And to show how interconnected the whole crypto world is, Alameda Research, FTX founder Sam Bankman-Fried’s hedge fund, filed a lawsuit in March against Grayscale claiming that it had suffered “hundreds of millions of dollars in harm” from Grayscale since its sponsor, Digital Currency Group, had enriched itself “at shareholders’ expense.”

More recently Alameda has joined with other GBTC shareholders, including Fir Tree Partners, Owl Creek Asset Management, and Aristides Capital, to demand a return of their investments due to what they say are Grayscale’s “exorbitant management fees in violation of the trust agreements and hiding behind contrived excuses to prevent shareholders from redeeming their shares.” Grayscale’s response to these activist shareholders has been to delay addressing their claims directly while staying focused on its litigation with the SEC over ETF approval. It has stated publicly that, if it loses the SEC case (including potential appeals up to the Supreme Court), it will initiate a large tender offer for up to 20% of its shares to eliminate the NAV trading discount.

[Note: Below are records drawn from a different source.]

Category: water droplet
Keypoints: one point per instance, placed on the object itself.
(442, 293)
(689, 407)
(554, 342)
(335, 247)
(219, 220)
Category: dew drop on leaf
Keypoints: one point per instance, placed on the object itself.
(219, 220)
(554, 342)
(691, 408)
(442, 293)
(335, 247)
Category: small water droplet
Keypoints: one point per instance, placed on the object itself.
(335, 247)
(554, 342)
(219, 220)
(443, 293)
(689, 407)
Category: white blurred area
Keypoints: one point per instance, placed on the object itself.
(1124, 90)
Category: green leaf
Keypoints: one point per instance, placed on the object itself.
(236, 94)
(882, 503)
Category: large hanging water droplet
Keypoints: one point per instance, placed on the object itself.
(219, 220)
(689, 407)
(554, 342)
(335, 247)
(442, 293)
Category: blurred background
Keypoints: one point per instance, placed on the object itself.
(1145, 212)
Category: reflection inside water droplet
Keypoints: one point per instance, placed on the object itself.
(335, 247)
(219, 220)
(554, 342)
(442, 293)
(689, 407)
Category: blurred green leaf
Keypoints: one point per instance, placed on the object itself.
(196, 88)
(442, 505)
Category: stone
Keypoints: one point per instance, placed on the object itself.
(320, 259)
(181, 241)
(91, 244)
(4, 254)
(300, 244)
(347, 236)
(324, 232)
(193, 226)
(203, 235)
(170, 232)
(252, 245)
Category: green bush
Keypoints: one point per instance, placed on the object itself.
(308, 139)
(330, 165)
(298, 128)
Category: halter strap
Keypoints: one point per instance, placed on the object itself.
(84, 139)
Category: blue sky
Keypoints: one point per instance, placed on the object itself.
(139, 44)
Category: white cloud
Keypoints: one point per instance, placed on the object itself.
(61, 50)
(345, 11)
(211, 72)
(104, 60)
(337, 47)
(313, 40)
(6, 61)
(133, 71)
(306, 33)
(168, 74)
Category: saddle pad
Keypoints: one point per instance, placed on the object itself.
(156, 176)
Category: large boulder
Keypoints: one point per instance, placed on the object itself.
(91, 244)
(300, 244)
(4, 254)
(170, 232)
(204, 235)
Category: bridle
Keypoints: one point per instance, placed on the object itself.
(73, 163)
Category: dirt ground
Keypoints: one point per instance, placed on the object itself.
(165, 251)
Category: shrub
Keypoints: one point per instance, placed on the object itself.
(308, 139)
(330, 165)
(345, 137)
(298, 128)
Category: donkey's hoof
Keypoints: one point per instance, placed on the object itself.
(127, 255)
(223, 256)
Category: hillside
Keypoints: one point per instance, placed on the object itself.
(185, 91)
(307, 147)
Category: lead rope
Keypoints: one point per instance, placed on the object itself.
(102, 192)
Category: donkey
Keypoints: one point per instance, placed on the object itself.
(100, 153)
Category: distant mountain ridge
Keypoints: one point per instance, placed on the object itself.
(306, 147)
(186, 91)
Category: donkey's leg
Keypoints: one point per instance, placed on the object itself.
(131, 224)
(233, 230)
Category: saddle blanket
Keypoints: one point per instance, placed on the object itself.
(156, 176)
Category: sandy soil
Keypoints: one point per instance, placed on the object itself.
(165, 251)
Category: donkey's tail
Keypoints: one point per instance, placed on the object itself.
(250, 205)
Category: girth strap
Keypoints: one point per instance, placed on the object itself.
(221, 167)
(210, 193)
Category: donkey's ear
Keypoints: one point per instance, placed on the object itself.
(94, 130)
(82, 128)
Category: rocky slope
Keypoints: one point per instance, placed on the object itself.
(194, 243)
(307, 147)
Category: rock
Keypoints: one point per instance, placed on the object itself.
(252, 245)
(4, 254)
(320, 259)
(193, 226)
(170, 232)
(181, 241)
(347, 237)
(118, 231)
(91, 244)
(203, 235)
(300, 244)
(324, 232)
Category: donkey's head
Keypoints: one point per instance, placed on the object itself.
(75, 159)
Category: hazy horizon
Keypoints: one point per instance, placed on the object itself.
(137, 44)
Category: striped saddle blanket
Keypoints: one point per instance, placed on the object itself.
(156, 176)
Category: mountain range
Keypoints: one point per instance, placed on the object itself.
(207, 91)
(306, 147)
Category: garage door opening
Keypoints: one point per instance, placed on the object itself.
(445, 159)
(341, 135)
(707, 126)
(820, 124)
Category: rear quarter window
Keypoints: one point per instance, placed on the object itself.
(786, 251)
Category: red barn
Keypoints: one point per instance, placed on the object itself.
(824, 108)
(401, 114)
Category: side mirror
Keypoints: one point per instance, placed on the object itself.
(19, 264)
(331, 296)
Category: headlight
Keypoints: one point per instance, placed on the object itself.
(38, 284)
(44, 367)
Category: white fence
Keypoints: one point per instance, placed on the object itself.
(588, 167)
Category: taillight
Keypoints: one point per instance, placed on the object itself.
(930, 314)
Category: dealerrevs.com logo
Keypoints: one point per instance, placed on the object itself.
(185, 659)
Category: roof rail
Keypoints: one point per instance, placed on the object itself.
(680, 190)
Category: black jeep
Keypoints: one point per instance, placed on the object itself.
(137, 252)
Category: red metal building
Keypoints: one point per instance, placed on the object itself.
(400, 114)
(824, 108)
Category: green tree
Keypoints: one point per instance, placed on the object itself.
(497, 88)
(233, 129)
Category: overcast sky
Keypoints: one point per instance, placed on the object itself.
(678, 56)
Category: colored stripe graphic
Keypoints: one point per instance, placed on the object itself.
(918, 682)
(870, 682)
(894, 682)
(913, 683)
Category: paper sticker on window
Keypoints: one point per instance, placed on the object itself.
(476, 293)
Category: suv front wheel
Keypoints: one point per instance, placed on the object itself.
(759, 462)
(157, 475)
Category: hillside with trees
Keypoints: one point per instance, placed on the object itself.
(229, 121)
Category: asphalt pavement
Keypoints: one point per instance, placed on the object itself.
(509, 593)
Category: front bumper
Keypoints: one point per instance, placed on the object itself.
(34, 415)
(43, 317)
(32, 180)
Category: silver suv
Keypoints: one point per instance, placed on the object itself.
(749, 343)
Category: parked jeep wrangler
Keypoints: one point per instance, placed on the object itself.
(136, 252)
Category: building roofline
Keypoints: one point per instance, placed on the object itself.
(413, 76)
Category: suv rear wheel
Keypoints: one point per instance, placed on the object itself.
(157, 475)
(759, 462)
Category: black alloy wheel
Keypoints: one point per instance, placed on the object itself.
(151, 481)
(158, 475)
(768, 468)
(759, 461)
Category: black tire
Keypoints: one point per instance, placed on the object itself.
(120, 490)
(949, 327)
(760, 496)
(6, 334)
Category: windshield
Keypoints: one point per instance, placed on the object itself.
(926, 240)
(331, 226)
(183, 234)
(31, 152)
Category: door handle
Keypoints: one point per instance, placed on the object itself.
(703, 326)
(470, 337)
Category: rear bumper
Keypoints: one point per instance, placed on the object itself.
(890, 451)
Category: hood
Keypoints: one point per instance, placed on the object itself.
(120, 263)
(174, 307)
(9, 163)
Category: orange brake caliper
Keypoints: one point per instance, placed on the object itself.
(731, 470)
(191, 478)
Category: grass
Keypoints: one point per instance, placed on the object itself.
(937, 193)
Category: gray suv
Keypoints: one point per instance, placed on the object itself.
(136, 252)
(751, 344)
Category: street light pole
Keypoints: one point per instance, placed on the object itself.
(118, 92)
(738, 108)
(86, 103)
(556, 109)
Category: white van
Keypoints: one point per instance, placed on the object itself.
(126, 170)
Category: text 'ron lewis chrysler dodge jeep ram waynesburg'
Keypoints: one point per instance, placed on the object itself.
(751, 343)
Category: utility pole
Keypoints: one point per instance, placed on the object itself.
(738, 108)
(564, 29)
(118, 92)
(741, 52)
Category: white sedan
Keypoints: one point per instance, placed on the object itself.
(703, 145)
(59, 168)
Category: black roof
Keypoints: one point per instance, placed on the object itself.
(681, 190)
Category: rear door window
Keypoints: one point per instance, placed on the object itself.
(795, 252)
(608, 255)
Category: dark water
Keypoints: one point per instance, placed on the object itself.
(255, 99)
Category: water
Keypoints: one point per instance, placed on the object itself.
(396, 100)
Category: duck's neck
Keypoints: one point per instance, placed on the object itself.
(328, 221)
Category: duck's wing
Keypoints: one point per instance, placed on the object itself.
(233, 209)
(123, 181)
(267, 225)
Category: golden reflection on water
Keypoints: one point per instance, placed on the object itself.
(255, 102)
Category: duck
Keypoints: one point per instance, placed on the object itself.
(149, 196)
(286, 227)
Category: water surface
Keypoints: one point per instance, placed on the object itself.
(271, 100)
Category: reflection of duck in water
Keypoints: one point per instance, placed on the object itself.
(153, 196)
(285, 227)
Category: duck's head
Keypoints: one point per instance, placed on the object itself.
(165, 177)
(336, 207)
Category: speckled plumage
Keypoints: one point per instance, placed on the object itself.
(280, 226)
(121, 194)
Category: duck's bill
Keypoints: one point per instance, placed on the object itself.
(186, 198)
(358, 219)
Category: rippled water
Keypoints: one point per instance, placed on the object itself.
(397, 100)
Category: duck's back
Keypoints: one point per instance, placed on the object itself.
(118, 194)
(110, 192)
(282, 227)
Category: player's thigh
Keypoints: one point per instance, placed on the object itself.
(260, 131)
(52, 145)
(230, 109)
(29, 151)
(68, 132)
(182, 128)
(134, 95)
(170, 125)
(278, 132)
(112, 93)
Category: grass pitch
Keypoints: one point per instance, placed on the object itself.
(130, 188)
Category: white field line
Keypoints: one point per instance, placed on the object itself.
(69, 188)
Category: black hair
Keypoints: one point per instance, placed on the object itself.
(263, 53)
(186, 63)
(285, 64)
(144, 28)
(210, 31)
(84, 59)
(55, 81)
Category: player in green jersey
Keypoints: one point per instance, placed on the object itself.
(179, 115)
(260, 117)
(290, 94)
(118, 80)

For the time being, GBTC still looks like an interesting investment because it trades at such a big discount to NAV. There are a couple of different possible outcomes given the ongoing litigation. Investors may be able to make a relatively safe return by simply buying it and waiting to see what happens. Those who are worried about the cryptocurrency sector in general and what might happen with Bitcoin might consider a hedged position by shorting Bitcoin directly or through one of the ETFs that own Bitcoin futures.

Crypto remains a highly speculative and loosely regulated asset class. However, it’s one that has generated lots of investor enthusiasm and that will likely continue to grow once the SEC finally approves a retail spot Bitcoin ETF.